Constructing Ensembles Using Site-Specific Vibrational Spectroscopy Probe Groups

Casey H. Londergan

, Rosalind J. Xu, Kristen L. Kelly, Shannon R. Dalton, Alice R. Vienneau,

Daniel M. Konstantinovsky.

Haverford College, Haverford, PA, USA.

Vibrational spectroscopy has an inherent advantage over other experimental techniques for

ensemble determination due to its very fast intrinsic time scale (10s of fs to a few ps), which

means that protein conformational changes are in slow exchange in vibrational spectra and the

full conformational distribution is thus present in some form in the spectrum. A recently

popularized approach uses functional groups with unique vibrational frequencies (i.e. the CN

stretch of nitriles) as reporters of the environment around specific sites in proteins. The infrared

or Raman lineshapes of these probe groups contain the local structural distribution, and the fast

intrinsic time scale also means that there is a direct match between the decay times of the

vibrational correlation functions and the time steps in all-atom molecular dynamics simulations.

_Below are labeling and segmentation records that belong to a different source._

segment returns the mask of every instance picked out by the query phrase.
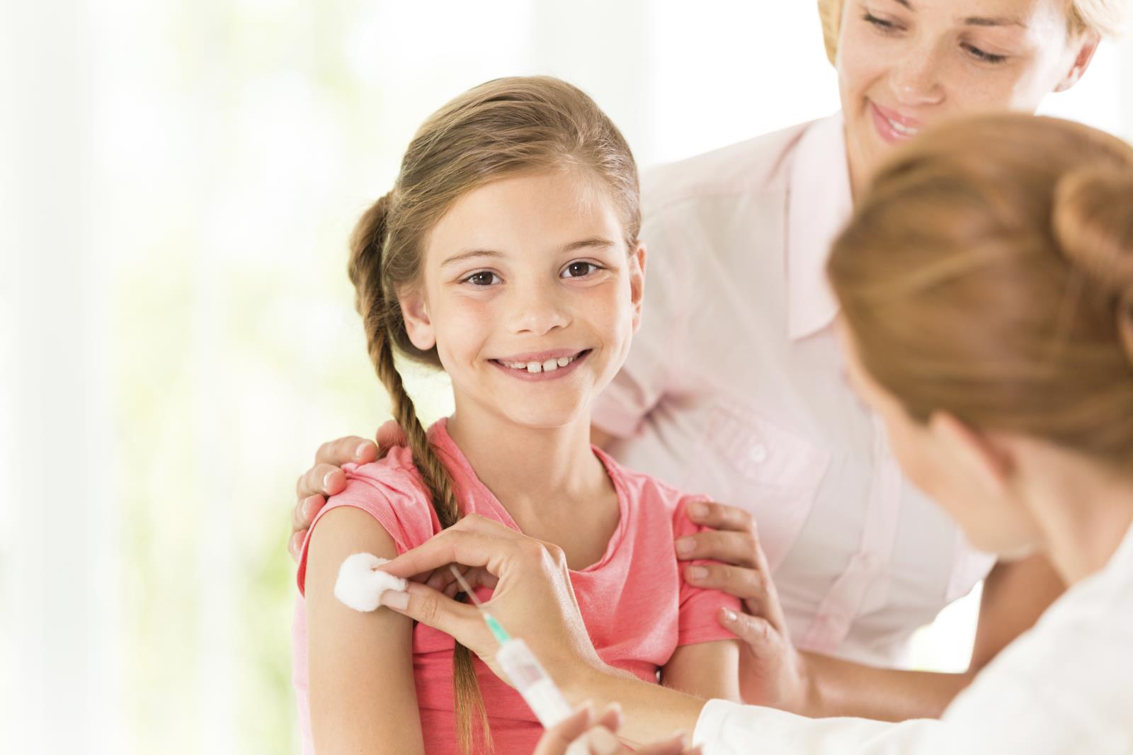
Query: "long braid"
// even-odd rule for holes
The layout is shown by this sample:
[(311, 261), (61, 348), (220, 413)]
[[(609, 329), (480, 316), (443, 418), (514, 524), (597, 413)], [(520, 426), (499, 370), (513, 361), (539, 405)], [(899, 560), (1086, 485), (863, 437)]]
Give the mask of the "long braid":
[[(393, 404), (393, 418), (401, 426), (409, 442), (414, 465), (432, 494), (433, 509), (442, 528), (451, 527), (461, 517), (460, 506), (452, 490), (449, 472), (428, 442), (428, 434), (417, 417), (414, 401), (406, 391), (393, 359), (391, 329), (401, 326), (401, 311), (395, 300), (390, 302), (382, 287), (382, 246), (385, 239), (385, 220), (391, 196), (378, 200), (363, 215), (351, 239), (348, 273), (355, 285), (356, 306), (366, 330), (366, 348)], [(480, 694), (474, 654), (455, 643), (452, 654), (453, 706), (457, 718), (457, 741), (462, 753), (472, 750), (472, 716), (479, 719), (484, 749), (492, 752), (492, 732), (487, 710)]]

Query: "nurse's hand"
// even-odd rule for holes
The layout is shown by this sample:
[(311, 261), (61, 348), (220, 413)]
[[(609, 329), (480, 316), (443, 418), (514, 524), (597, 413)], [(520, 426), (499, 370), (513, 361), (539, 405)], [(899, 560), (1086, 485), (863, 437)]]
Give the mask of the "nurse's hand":
[(547, 729), (539, 739), (535, 755), (699, 755), (700, 748), (684, 749), (684, 736), (678, 735), (656, 745), (646, 745), (636, 750), (628, 749), (617, 741), (614, 732), (621, 726), (621, 711), (611, 706), (594, 720), (594, 711), (583, 706), (574, 715), (559, 726)]
[(349, 461), (367, 464), (381, 459), (393, 446), (404, 443), (404, 434), (395, 422), (387, 422), (377, 431), (377, 443), (357, 435), (348, 435), (323, 443), (315, 453), (315, 464), (299, 476), (296, 483), (295, 509), (291, 511), (291, 538), (287, 550), (291, 558), (299, 560), (299, 548), (307, 537), (307, 529), (315, 520), (326, 499), (341, 493), (347, 486), (342, 465)]
[[(455, 592), (449, 565), (465, 571), (472, 587), (494, 587), (485, 608), (513, 637), (522, 638), (560, 685), (607, 668), (582, 623), (562, 549), (476, 515), (407, 551), (380, 568), (409, 578), (406, 593), (386, 593), (394, 611), (443, 631), (476, 653), (501, 679), (500, 645), (479, 611), (450, 597)], [(426, 578), (427, 582), (414, 582)]]
[(685, 579), (697, 587), (719, 589), (743, 601), (743, 613), (722, 610), (717, 617), (743, 641), (740, 653), (743, 701), (806, 714), (817, 692), (807, 656), (791, 642), (755, 519), (743, 509), (723, 503), (692, 503), (688, 516), (712, 529), (678, 540), (678, 558), (719, 563), (685, 567)]

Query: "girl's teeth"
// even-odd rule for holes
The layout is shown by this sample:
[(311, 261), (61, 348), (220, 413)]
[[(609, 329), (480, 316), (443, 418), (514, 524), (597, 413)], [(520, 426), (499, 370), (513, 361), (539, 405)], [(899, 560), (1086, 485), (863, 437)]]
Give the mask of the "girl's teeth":
[(576, 358), (578, 357), (559, 357), (557, 359), (547, 359), (546, 362), (503, 362), (501, 364), (512, 370), (526, 370), (533, 375), (537, 375), (540, 372), (552, 372), (559, 367), (565, 367)]
[[(888, 119), (886, 119), (886, 120), (888, 120)], [(898, 124), (896, 121), (891, 120), (889, 121), (889, 126), (893, 126), (893, 130), (895, 130), (897, 134), (901, 134), (903, 136), (915, 136), (917, 135), (917, 129), (915, 128), (910, 128), (909, 126), (904, 126), (904, 125)]]

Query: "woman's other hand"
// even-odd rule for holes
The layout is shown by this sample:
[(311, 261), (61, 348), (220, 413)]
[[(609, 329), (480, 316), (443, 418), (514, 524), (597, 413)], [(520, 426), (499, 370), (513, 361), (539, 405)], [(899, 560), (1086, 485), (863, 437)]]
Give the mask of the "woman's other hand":
[(680, 538), (678, 558), (718, 563), (685, 567), (685, 579), (743, 601), (743, 613), (722, 609), (718, 619), (742, 641), (744, 702), (804, 714), (817, 693), (807, 656), (791, 642), (755, 519), (742, 509), (707, 502), (690, 504), (688, 516), (710, 529)]
[(684, 735), (646, 745), (630, 750), (622, 745), (614, 732), (622, 724), (621, 709), (607, 707), (595, 720), (589, 705), (582, 706), (573, 715), (547, 729), (539, 739), (535, 755), (699, 755), (700, 748), (684, 749)]
[(315, 453), (315, 465), (299, 476), (296, 483), (298, 501), (291, 512), (291, 538), (287, 550), (291, 558), (299, 560), (299, 549), (307, 537), (307, 529), (314, 521), (326, 499), (341, 493), (347, 486), (347, 477), (342, 465), (353, 461), (366, 464), (385, 456), (393, 446), (404, 444), (404, 434), (395, 422), (387, 422), (377, 431), (377, 443), (357, 435), (340, 438), (318, 447)]

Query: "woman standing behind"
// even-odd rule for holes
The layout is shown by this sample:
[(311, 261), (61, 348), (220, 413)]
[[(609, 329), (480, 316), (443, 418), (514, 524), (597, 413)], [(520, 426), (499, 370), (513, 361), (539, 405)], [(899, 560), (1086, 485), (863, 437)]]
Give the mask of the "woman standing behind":
[[(631, 468), (744, 507), (690, 511), (718, 532), (678, 551), (727, 562), (687, 577), (746, 599), (750, 616), (729, 622), (746, 639), (746, 699), (938, 715), (1063, 591), (1041, 557), (991, 569), (903, 478), (844, 378), (823, 271), (892, 146), (962, 113), (1033, 112), (1084, 73), (1123, 6), (820, 0), (842, 111), (646, 177), (647, 314), (595, 405), (595, 435)], [(341, 487), (334, 467), (373, 457), (373, 444), (355, 456), (360, 441), (324, 447), (300, 480), (297, 528)], [(912, 633), (985, 576), (969, 672), (894, 670)]]

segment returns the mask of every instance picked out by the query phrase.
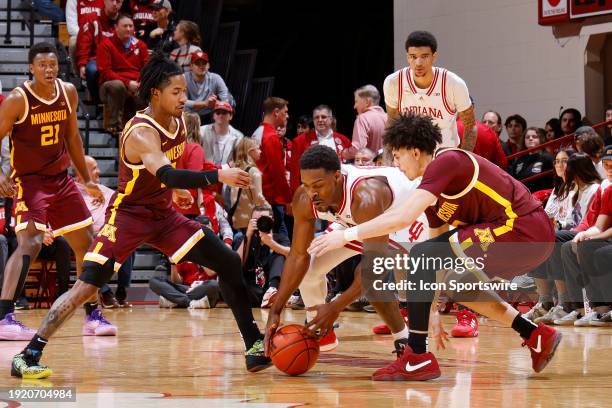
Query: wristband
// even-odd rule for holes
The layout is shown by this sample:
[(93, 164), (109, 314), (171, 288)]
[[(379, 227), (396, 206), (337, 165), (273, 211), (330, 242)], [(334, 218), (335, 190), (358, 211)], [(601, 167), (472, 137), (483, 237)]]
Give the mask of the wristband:
[(346, 242), (359, 241), (359, 227), (351, 227), (345, 229), (344, 240)]

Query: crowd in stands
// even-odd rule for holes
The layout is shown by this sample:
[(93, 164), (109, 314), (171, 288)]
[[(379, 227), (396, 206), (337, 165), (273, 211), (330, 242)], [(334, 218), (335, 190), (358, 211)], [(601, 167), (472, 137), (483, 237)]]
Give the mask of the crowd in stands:
[[(47, 3), (37, 2), (40, 11), (53, 13), (53, 18), (61, 21), (63, 15), (55, 14), (57, 10), (51, 10)], [(291, 246), (291, 199), (301, 184), (299, 162), (304, 151), (321, 144), (334, 149), (344, 163), (392, 165), (382, 145), (387, 115), (373, 85), (354, 92), (357, 115), (351, 138), (336, 131), (332, 107), (319, 104), (312, 113), (290, 121), (289, 102), (279, 97), (264, 101), (261, 125), (252, 135), (244, 135), (231, 124), (241, 107), (224, 79), (209, 71), (208, 54), (200, 48), (199, 27), (185, 20), (175, 24), (169, 1), (133, 0), (124, 4), (121, 0), (69, 0), (66, 19), (75, 69), (86, 81), (91, 100), (104, 105), (103, 124), (111, 133), (120, 132), (141, 107), (135, 97), (139, 73), (152, 52), (166, 53), (183, 68), (188, 93), (184, 115), (188, 144), (178, 167), (239, 167), (250, 174), (252, 184), (246, 189), (218, 186), (177, 191), (179, 200), (181, 194), (193, 197), (191, 207), (177, 209), (209, 226), (239, 253), (253, 306), (270, 306), (282, 279), (284, 259)], [(591, 121), (573, 108), (544, 125), (527, 123), (520, 114), (504, 119), (494, 110), (485, 111), (477, 122), (474, 152), (510, 176), (524, 180), (557, 230), (558, 245), (552, 256), (529, 274), (539, 299), (527, 314), (536, 322), (612, 325), (612, 297), (606, 293), (612, 288), (612, 188), (608, 188), (612, 184), (612, 105), (601, 117), (590, 119), (611, 123), (598, 133), (585, 125)], [(458, 130), (461, 136), (460, 121)], [(574, 136), (539, 148), (568, 135)], [(525, 150), (526, 154), (513, 156)], [(6, 154), (3, 149), (3, 157)], [(87, 165), (94, 180), (99, 179), (95, 159), (88, 158)], [(8, 174), (9, 170), (3, 171)], [(84, 189), (82, 193), (91, 204)], [(107, 197), (111, 194), (112, 190), (105, 189)], [(5, 207), (10, 205), (10, 200), (5, 200)], [(102, 228), (104, 210), (90, 205), (97, 230)], [(319, 232), (325, 228), (324, 222), (318, 224)], [(0, 262), (6, 261), (15, 245), (7, 211)], [(62, 238), (48, 237), (46, 252), (41, 254), (56, 261), (57, 294), (68, 287), (67, 248)], [(126, 289), (132, 263), (133, 259), (125, 262), (119, 271), (115, 293), (108, 287), (102, 289), (101, 302), (106, 307), (129, 307)], [(330, 273), (332, 297), (350, 285), (355, 265), (349, 260)], [(169, 276), (149, 283), (160, 296), (160, 306), (215, 307), (219, 301), (215, 271), (189, 263), (162, 269), (167, 269)], [(300, 307), (299, 297), (291, 302)], [(364, 300), (358, 302), (363, 304)]]

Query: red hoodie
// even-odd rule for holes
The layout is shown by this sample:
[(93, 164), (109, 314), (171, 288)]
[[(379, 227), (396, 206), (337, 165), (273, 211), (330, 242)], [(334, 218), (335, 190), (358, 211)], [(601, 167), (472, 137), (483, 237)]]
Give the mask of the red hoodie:
[(102, 85), (104, 82), (118, 79), (127, 87), (130, 81), (138, 81), (140, 70), (148, 59), (147, 45), (136, 38), (130, 38), (127, 48), (116, 34), (111, 38), (104, 38), (97, 51), (100, 74), (98, 82)]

We have placed the SCN vibrational probe group into several proteins, including model peptides,

alpha synuclein, calmodulin, and fuzzy viral complexes. The SCN group in particular is

surprisingly non-perturbative in most cases and this lack of perturbation suggests that it could be

placed in many systems, including directly along protein-protein and protein-membrane binding

interfaces. Our extensive experimental data provides new and previously unreported information

about the range of environments around specific sites in these proteins, especially about the

dynamic structures of bound protein-protein and protein-membrane complexes. We have also

performed initial molecular dynamics simulations intended to provide an interpretive guide to the

data, and it appears that there is at least semi-quantitative agreement between simulated probe

solvent exposure distributions and the CN frequencies and lineshapes of the SCN group. While

there are current challenges associated with making a direct connection between vibrational

probe data and simulations, this general two-pronged strategy is a promising new methodology

for determining and representing protein ensembles.